Trump, set to hold a high-profile meeting on trade with Chinese President Xi Jinping on Saturday, also made a push to discuss U.S. concerns about Chinese telecoms equipment maker Huawei [HWT.UL] at his meetings.
Washington has pressed its allies to shun Huawei in their fifth generation, or 5G, networks on security grounds, and has also suggested it could be a factor in a trade deal with Xi.
“We actually sell Huawei many of its parts,” Trump said at his meeting with Modi. “So we’re going to be discussing that and also how India fits in. And we’ll be discussing Huawei.”
Asian shares stumbled during the day amid rising doubts that the highly anticipated meeting between Trump and Xi would ease trade tension.
European Commission President Jean-Claude Junker flagged the shadow cast by the U.S.-China trade feud.
“The trade relations between China and the United States are difficult, they are contributing to the slowdown of the global economy,” he told a news conference.
Xi also warned about the protectionist steps he said some developed countries were taking.
Japan’s Prime Minister Shinzo Abe is flanked by U.S. President Donald Trump and China’s President Xi Jinping during a meeting at the G20 leaders summit in Osaka, Japan, June 28, 2019. REUTERS/Kevin Lamarque
“All this is destroying the global trade order… This also impacts common interests of our countries, overshadows the peace and stability world wide,” Xi told a gathering of leaders of the BRICS grouping of nations on the sidelines of the G20 meet.
DEFENDING WORLD TRADE RULES
Modi at the same meeting called for a focus on reforming the World Trade Organization and Russian President Vladimir Putin decried what he called efforts to destroy the Geneva-based body.
“We consider counter-productive any attempts to destroy WTO or to lower its role,” Putin said.
The situation of the global economy was worrying as global trade was feeling the effect of “protectionism (and) politically motivated restrictions,” he added.
Trump, who often castigates trading partners on Twitter and in his raucous political rallies, put a positive spin on trade developments with Japan.
“I appreciate the fact that you’re sending many automobile companies into Michigan and Ohio and Pennsylvania and North Carolina,” Trump told Japanese Prime Minister Abe, referring to U.S. states critical to his effort to win re-election next year.
Trump said the two leaders would also discuss Japanese purchases of U.S. military equipment, although a Japanese official said later the topic did not come up.
Slideshow (10 Images)
Tokyo and Washington are engaged in difficult trade talks as Trump’s administration seeks to lower the U.S. trade deficit.
Japanese Economy Minister Toshimitsu Motegi and U.S. Trade Representative Robert Lighthizer were to meet later in Osaka.

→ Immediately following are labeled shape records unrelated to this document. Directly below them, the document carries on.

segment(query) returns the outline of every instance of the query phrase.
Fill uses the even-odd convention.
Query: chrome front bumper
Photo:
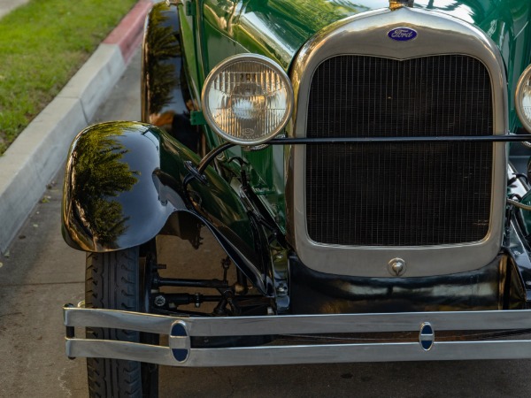
[[[520,330],[531,310],[176,318],[112,310],[64,308],[66,355],[171,366],[235,366],[345,362],[531,358],[531,341],[438,341],[446,331]],[[167,346],[77,339],[73,327],[110,327],[168,335]],[[196,348],[191,337],[419,332],[417,342],[265,345]]]

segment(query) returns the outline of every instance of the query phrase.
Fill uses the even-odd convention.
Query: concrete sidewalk
[[[28,0],[0,0],[0,12]],[[72,140],[93,119],[142,37],[151,0],[139,0],[58,96],[0,157],[0,252],[63,166]],[[2,14],[0,14],[2,16]]]

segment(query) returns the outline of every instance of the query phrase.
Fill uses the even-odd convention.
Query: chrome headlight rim
[[[531,119],[527,119],[526,116],[522,102],[522,88],[526,82],[529,80],[531,80],[531,65],[524,69],[524,72],[522,72],[522,74],[520,74],[518,83],[516,84],[516,91],[514,92],[514,108],[516,109],[518,119],[521,122],[524,128],[527,130],[527,132],[531,133]]]
[[[288,94],[288,101],[286,103],[286,111],[284,117],[281,121],[279,123],[278,126],[270,132],[269,134],[260,137],[256,140],[242,140],[234,135],[231,135],[226,133],[222,128],[220,128],[216,121],[214,120],[212,114],[209,111],[208,106],[208,90],[211,88],[213,80],[216,77],[226,68],[229,67],[233,64],[241,63],[241,62],[254,62],[258,64],[262,64],[271,68],[277,75],[281,78],[282,82],[284,83],[284,87],[286,88]],[[254,53],[243,53],[243,54],[236,54],[231,57],[225,58],[219,64],[218,64],[208,74],[206,79],[204,80],[204,83],[203,85],[203,89],[201,91],[201,109],[203,111],[203,115],[207,125],[216,133],[219,136],[223,138],[228,142],[241,145],[243,147],[257,147],[261,144],[266,144],[267,142],[273,139],[279,133],[281,133],[286,125],[288,124],[291,115],[293,113],[294,109],[294,95],[293,95],[293,87],[291,85],[291,80],[289,77],[286,73],[286,72],[273,59],[265,57],[260,54]]]

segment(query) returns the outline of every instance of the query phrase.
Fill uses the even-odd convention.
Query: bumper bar
[[[66,355],[128,359],[172,366],[233,366],[346,362],[531,358],[531,341],[437,341],[442,331],[531,333],[531,310],[177,318],[112,310],[64,308],[65,325],[111,327],[168,335],[167,346],[76,339]],[[265,345],[196,348],[191,337],[418,332],[417,342]]]

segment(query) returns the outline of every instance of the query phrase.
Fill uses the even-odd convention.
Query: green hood
[[[266,55],[286,71],[303,44],[320,29],[352,15],[389,7],[387,0],[207,0],[205,71],[241,52]],[[483,30],[505,60],[512,110],[513,88],[531,59],[528,0],[419,0],[415,8],[443,12]],[[511,112],[513,114],[514,112]],[[511,125],[515,122],[512,116]]]

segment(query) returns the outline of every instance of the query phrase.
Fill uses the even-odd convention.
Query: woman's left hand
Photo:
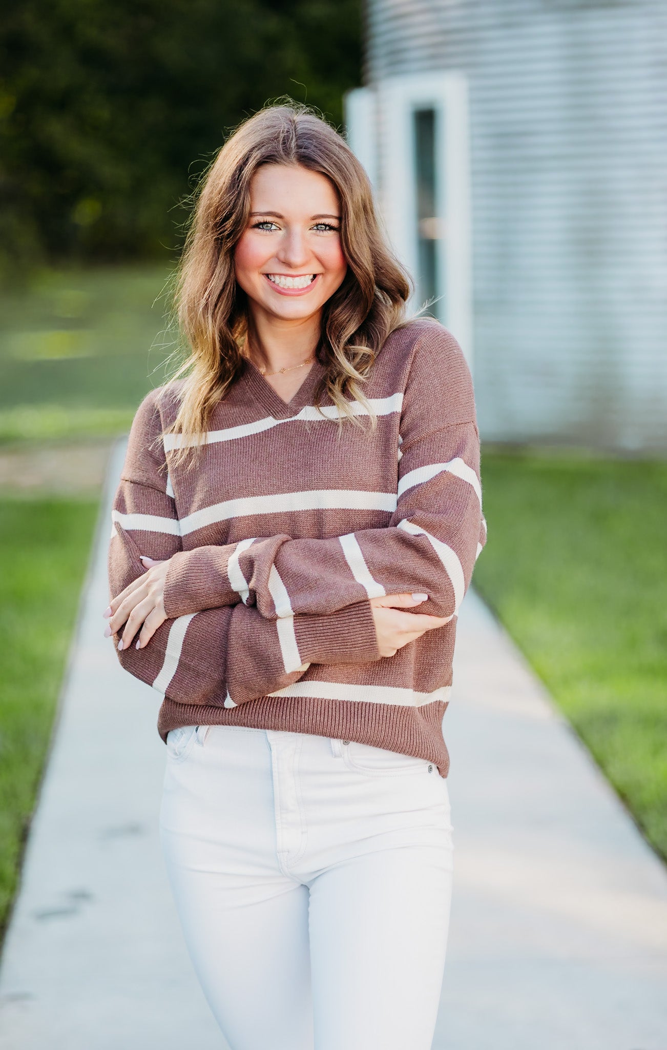
[[[119,642],[119,649],[127,649],[137,630],[141,633],[136,648],[143,649],[153,634],[167,620],[165,612],[165,578],[170,559],[156,561],[147,554],[142,554],[144,565],[148,570],[133,580],[124,591],[112,598],[111,604],[103,612],[109,623],[104,629],[105,638],[115,634],[125,624],[125,630]],[[142,626],[143,625],[143,626]]]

Abe welcomed Trump’s visit, calling their frequent meetings “proof of the strong U.S.-Japan alliance”.
He later urged G20 leaders to send a strong message in support of free and fair trade, warning that trade and geopolitical tensions were rising and downside risks to the global economy prevailed.
“Today, I want to discuss with leaders measures to further enhance momentum towards reform in WTO,” he told them ahead of a working lunch.

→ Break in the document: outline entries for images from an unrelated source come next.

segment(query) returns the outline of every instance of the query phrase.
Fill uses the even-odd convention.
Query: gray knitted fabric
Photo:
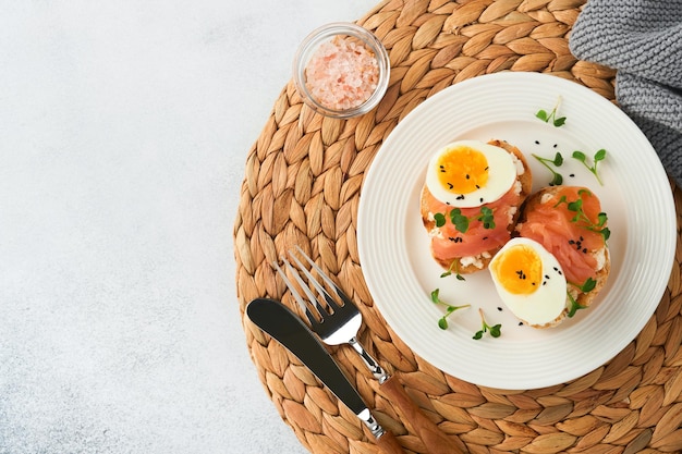
[[[682,0],[588,0],[569,46],[617,70],[616,100],[682,186]]]

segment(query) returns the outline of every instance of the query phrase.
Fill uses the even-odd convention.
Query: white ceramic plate
[[[561,98],[555,127],[535,116]],[[589,187],[609,217],[611,273],[596,302],[557,328],[519,326],[495,292],[488,271],[458,281],[440,278],[419,216],[419,192],[430,156],[453,139],[499,138],[517,146],[533,170],[534,188],[551,175],[531,157],[560,151],[564,184]],[[600,186],[570,158],[605,148]],[[570,176],[573,175],[573,176]],[[594,91],[551,75],[499,73],[447,88],[412,111],[377,154],[360,199],[357,242],[363,273],[377,308],[395,333],[442,371],[479,385],[525,390],[563,383],[607,363],[628,345],[655,311],[668,282],[675,249],[675,213],[666,172],[643,133]],[[443,308],[471,304],[437,321]],[[478,308],[498,339],[475,341]]]

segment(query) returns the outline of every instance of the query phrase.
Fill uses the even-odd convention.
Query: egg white
[[[525,245],[533,248],[541,261],[543,282],[532,294],[510,293],[498,277],[498,261],[512,247]],[[565,315],[567,280],[557,258],[541,244],[524,237],[509,241],[490,260],[490,275],[498,295],[512,314],[523,322],[534,327],[555,324]]]
[[[468,147],[480,151],[488,161],[488,181],[485,186],[468,194],[455,194],[440,183],[439,158],[456,147]],[[522,168],[523,171],[523,168]],[[438,200],[458,208],[479,207],[502,197],[511,187],[519,173],[514,158],[503,148],[479,140],[458,140],[446,145],[436,152],[426,171],[426,187]]]

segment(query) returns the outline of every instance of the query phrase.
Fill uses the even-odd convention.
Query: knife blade
[[[289,307],[270,298],[256,298],[246,315],[258,328],[281,343],[321,381],[333,395],[355,414],[387,454],[404,453],[392,433],[374,418],[362,396],[343,375],[310,329]]]

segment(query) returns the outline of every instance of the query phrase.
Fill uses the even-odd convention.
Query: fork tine
[[[282,261],[285,263],[284,266],[289,270],[293,270],[292,266],[289,263],[289,261],[287,261],[287,259],[282,259]],[[279,266],[279,263],[277,261],[275,261],[275,268],[277,268],[277,272],[282,278],[282,281],[284,281],[284,284],[287,284],[287,287],[289,289],[289,292],[291,292],[291,295],[294,297],[294,299],[299,304],[299,307],[301,308],[301,310],[303,310],[305,312],[305,316],[307,317],[307,319],[310,322],[310,324],[313,324],[313,326],[318,324],[319,322],[317,321],[315,316],[313,316],[313,312],[310,312],[310,309],[308,308],[308,305],[303,299],[303,296],[301,296],[301,294],[299,293],[299,291],[294,286],[293,282],[291,282],[291,280],[287,277],[287,273]],[[299,277],[299,274],[295,271],[293,271],[292,274],[296,278],[296,280],[299,281],[299,284],[301,284],[302,282],[301,282],[301,278]],[[305,292],[307,290],[307,286],[305,284],[303,284],[303,285],[301,285],[301,289],[303,289],[303,291]],[[306,292],[306,294],[307,294],[307,292]],[[319,309],[317,309],[317,311],[319,314]]]
[[[329,285],[329,287],[333,289],[334,292],[337,293],[337,295],[339,295],[339,297],[343,300],[343,304],[352,304],[351,298],[349,298],[349,296],[341,290],[341,287],[339,287],[339,285],[337,285],[331,278],[329,278],[324,271],[315,262],[313,261],[313,259],[310,257],[308,257],[307,254],[305,254],[303,251],[303,249],[301,248],[301,246],[299,246],[297,244],[294,245],[294,247],[296,248],[296,250],[299,251],[299,254],[308,262],[310,263],[310,267],[317,271],[317,274],[327,283],[327,285]],[[289,253],[291,254],[291,251]],[[292,255],[292,257],[294,257]],[[294,257],[295,259],[295,257]],[[297,260],[296,260],[297,261]],[[300,262],[299,262],[300,263]],[[334,305],[338,306],[338,304],[334,302]]]

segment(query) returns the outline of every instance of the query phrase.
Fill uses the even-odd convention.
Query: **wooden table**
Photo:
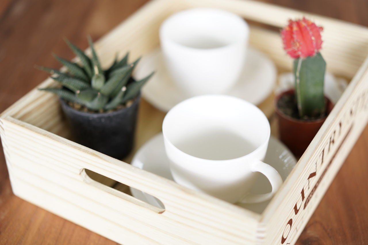
[[[35,64],[58,67],[52,52],[74,56],[63,37],[86,47],[88,34],[98,39],[146,1],[1,0],[0,111],[46,77]],[[265,1],[368,26],[365,0]],[[0,153],[0,244],[116,244],[14,196],[2,148]],[[368,244],[367,176],[368,127],[297,244]]]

Trump renewed his criticism of the U.S.-Japan security alliance this week as unbalanced.
“We will go in and we will protect them and we will fight with our lives and with our treasure,” he said in an interview on Wednesday with Fox television.
“We will fight at all costs, right? But if we’re attacked, Japan doesn’t have to help us at all. They can watch it on a Sony television, the attack.”
Under the decades-old U.S.-Japan security treaty, the United States has committed to defending Japan, which renounced the right to wage war after its defeat in World War Two.
Japan in return provides military bases that Washington uses to project power deep into Asia.
After the Trump-Abe talks, a Japanese official told reporters the leaders had agreed to accelerate trade talks and had agreed the alliance was stronger than ever.